Another strategic approach to mastering a ‘vocabulary PDF’ is to utilize a reading aloud technique. Listening to the words as you speak them out loud can stimulate auditory learning, enhancing your pronunciation and comprehension of the vocabulary.

When using a ‘vocabulary PDF’, it is also advantageous to supplement your learning through applications of the new words. Write an essay, engage in a conversation, or post on social media using the new words. This reinforces the acquired vocabulary, augmenting your grasp over them.
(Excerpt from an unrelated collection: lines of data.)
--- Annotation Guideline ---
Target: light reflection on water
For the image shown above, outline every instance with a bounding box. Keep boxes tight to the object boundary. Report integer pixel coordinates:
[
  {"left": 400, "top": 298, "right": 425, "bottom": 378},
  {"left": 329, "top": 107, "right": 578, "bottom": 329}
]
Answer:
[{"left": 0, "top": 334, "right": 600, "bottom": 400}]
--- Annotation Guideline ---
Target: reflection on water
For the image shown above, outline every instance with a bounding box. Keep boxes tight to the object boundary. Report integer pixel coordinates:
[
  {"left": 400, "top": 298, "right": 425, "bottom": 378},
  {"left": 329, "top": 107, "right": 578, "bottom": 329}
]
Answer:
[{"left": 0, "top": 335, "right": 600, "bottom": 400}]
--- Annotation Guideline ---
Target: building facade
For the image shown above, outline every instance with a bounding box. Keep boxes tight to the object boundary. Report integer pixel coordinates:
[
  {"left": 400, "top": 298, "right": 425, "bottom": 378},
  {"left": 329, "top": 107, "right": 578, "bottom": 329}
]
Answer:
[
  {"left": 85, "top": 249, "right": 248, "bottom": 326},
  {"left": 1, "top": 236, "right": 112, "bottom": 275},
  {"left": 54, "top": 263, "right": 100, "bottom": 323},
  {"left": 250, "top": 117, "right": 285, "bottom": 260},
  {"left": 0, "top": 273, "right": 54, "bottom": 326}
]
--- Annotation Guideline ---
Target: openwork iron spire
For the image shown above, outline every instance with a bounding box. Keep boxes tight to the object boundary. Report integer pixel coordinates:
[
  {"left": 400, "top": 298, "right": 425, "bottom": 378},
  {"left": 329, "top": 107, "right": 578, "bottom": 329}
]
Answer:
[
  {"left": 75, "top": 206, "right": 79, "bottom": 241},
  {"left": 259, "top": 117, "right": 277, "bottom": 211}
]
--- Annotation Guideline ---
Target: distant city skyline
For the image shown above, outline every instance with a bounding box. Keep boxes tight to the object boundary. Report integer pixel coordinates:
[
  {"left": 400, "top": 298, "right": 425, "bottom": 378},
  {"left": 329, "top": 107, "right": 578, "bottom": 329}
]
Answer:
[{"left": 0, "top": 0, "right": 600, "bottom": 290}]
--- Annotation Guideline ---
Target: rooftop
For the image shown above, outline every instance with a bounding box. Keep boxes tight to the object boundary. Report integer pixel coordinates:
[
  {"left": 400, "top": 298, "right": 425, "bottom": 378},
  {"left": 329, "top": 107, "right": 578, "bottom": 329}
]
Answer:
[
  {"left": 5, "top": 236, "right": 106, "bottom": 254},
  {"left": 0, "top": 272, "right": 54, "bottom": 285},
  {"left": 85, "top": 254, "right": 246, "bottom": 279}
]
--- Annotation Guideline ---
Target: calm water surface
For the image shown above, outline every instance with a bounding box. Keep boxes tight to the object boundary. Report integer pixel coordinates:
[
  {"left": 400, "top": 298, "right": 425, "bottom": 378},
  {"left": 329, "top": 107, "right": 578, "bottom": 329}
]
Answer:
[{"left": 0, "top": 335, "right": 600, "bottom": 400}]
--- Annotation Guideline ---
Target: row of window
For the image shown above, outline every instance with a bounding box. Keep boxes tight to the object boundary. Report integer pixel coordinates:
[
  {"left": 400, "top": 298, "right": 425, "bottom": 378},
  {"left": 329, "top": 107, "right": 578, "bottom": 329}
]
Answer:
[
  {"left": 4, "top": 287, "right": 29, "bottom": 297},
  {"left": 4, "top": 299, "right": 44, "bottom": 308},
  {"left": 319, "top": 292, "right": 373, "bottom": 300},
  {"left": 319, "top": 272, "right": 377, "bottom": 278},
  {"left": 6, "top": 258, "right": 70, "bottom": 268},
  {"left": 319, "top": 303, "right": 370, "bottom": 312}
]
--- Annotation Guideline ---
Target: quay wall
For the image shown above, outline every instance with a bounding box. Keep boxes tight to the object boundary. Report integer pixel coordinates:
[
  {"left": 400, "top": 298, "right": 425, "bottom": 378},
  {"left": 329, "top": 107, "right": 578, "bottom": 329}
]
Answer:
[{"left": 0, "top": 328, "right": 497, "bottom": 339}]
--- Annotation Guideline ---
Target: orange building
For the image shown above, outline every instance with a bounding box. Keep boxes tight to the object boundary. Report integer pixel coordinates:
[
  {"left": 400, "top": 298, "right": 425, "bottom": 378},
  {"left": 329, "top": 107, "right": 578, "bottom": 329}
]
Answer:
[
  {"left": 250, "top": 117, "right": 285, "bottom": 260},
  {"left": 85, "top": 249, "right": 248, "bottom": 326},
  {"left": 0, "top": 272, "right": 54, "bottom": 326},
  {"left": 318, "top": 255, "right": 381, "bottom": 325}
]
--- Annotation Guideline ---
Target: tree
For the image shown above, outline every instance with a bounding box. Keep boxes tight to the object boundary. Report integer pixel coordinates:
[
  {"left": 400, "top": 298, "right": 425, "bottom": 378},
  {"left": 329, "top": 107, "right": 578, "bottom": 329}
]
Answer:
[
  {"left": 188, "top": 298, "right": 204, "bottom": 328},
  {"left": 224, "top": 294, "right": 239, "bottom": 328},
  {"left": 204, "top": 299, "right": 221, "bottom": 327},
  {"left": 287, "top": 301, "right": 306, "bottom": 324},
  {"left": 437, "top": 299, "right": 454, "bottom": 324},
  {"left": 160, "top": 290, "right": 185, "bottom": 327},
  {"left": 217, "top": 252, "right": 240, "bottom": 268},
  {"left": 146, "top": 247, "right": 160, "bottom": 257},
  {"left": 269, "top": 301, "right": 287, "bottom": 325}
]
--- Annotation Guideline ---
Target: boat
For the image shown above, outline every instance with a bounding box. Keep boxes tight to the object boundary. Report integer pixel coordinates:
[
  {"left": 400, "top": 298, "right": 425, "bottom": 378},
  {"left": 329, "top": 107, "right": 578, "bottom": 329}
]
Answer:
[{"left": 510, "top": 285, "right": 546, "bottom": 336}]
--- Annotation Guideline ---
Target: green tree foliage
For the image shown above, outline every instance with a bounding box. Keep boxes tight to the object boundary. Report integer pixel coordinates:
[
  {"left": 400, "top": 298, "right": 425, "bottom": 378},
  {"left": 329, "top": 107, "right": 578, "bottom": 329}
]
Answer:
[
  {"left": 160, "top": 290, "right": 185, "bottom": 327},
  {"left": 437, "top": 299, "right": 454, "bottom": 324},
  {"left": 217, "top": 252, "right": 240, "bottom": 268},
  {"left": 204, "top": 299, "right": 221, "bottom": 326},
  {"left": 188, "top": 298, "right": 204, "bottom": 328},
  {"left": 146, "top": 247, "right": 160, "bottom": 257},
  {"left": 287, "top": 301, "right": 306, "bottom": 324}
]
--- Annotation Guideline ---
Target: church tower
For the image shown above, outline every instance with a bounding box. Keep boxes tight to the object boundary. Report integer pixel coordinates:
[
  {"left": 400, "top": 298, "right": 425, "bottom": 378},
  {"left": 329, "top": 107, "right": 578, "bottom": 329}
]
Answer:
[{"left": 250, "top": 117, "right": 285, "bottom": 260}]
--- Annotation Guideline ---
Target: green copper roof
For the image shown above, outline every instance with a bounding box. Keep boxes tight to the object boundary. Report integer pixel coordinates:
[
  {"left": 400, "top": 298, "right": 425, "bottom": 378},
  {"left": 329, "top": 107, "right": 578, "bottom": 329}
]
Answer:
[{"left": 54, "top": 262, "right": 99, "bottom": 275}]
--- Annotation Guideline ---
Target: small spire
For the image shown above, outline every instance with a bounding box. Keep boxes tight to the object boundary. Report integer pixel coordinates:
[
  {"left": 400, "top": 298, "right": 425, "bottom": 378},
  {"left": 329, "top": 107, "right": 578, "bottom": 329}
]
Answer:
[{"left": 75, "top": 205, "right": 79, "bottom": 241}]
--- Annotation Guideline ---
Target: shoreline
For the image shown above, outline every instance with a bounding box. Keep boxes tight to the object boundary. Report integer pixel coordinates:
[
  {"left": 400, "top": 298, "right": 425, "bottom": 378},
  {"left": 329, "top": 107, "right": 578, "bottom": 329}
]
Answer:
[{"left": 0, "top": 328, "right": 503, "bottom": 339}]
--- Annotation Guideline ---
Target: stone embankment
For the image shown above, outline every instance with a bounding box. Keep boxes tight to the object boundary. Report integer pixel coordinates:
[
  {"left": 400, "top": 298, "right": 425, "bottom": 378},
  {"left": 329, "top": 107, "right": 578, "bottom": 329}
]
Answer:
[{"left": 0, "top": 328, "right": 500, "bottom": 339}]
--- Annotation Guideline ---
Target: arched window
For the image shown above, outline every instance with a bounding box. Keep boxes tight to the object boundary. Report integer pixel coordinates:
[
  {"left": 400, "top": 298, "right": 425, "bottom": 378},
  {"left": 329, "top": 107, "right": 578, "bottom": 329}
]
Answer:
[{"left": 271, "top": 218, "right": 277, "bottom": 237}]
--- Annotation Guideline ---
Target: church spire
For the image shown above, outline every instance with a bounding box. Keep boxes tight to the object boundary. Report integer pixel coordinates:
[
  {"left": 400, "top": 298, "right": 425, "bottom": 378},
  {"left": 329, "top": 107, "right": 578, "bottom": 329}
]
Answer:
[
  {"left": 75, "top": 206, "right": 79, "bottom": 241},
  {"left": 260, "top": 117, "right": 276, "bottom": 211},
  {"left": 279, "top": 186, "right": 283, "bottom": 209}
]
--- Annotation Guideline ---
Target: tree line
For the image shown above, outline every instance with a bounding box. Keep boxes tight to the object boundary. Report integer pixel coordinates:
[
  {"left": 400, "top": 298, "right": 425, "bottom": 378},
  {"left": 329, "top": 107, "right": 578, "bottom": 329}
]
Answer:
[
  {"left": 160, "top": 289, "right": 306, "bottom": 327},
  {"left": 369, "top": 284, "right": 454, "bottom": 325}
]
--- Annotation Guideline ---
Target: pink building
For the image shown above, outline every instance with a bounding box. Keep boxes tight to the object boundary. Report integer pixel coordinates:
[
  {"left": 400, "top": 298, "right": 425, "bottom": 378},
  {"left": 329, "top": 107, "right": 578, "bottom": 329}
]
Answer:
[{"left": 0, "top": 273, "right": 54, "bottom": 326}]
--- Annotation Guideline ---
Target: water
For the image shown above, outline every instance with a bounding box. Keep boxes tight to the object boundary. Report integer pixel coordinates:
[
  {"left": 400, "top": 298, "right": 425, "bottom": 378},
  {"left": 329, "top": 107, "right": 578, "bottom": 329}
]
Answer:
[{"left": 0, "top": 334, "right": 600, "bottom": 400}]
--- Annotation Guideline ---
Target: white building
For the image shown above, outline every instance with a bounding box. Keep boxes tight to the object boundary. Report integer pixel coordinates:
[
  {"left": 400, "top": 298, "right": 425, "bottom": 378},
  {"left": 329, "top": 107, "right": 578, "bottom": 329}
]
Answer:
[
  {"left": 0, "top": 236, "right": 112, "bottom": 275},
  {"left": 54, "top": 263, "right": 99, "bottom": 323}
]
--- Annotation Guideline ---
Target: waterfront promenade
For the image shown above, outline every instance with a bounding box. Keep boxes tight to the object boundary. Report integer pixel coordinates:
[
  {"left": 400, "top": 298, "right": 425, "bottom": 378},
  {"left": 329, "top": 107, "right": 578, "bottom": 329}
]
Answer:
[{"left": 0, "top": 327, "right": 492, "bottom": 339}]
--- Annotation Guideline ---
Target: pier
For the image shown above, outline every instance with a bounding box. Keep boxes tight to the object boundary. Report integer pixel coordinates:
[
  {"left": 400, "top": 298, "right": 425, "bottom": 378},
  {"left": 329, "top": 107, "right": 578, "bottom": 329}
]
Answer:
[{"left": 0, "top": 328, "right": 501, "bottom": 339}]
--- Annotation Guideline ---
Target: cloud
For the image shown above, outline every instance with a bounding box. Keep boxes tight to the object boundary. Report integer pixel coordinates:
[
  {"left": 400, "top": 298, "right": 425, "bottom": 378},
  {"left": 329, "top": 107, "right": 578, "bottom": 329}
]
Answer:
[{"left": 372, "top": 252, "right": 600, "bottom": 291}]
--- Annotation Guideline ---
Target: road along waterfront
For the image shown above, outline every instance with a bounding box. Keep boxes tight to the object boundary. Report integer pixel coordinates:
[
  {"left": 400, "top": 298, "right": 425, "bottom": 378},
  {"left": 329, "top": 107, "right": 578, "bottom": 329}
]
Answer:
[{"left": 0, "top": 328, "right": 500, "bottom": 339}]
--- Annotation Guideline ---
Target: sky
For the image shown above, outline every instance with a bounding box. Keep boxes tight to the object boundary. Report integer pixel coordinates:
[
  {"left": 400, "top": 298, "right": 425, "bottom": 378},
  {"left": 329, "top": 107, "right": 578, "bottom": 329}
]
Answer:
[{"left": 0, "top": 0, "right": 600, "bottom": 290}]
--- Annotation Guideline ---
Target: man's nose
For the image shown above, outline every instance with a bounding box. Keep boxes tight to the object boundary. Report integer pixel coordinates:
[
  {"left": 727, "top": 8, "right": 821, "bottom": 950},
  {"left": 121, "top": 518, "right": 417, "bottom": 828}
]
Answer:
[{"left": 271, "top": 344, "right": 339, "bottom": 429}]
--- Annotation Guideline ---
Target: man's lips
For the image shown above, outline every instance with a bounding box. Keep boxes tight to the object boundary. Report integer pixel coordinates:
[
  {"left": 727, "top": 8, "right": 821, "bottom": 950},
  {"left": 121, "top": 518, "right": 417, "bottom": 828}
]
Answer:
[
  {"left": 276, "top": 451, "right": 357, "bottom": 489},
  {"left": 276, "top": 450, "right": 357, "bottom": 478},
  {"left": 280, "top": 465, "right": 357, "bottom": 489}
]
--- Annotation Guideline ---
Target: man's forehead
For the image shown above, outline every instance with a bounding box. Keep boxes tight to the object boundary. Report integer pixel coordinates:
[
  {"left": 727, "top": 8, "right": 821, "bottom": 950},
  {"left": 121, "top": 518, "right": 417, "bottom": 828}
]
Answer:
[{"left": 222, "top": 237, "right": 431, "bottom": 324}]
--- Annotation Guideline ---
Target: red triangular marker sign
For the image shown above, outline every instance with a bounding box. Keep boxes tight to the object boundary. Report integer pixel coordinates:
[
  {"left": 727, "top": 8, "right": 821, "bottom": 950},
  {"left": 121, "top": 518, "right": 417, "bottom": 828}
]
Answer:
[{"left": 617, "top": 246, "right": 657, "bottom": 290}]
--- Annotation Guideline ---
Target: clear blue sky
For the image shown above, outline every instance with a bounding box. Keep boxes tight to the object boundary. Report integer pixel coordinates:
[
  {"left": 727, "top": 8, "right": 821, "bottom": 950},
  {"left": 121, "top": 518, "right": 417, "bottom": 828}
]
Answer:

In conclusion, a ‘vocabulary PDF’ is a potent instrument that, when harnessed effectively, can significantly bolster your language learning journey. It requires a blend of consistent revision, active annotation, auditory engagement, and practical application. With these strategies in hand, mastering ‘vocabulary PDF’ can be a rewarding and successful experience that fuels your linguistic endeavors.

Content Ads 02 Sample 01

Join our Free TELEGRAM GROUP for exclusive content and updates

Rsz 1rsz Close Img

Join Our Newsletter

Get the latest updates from our side, including offers and free live updates, on email.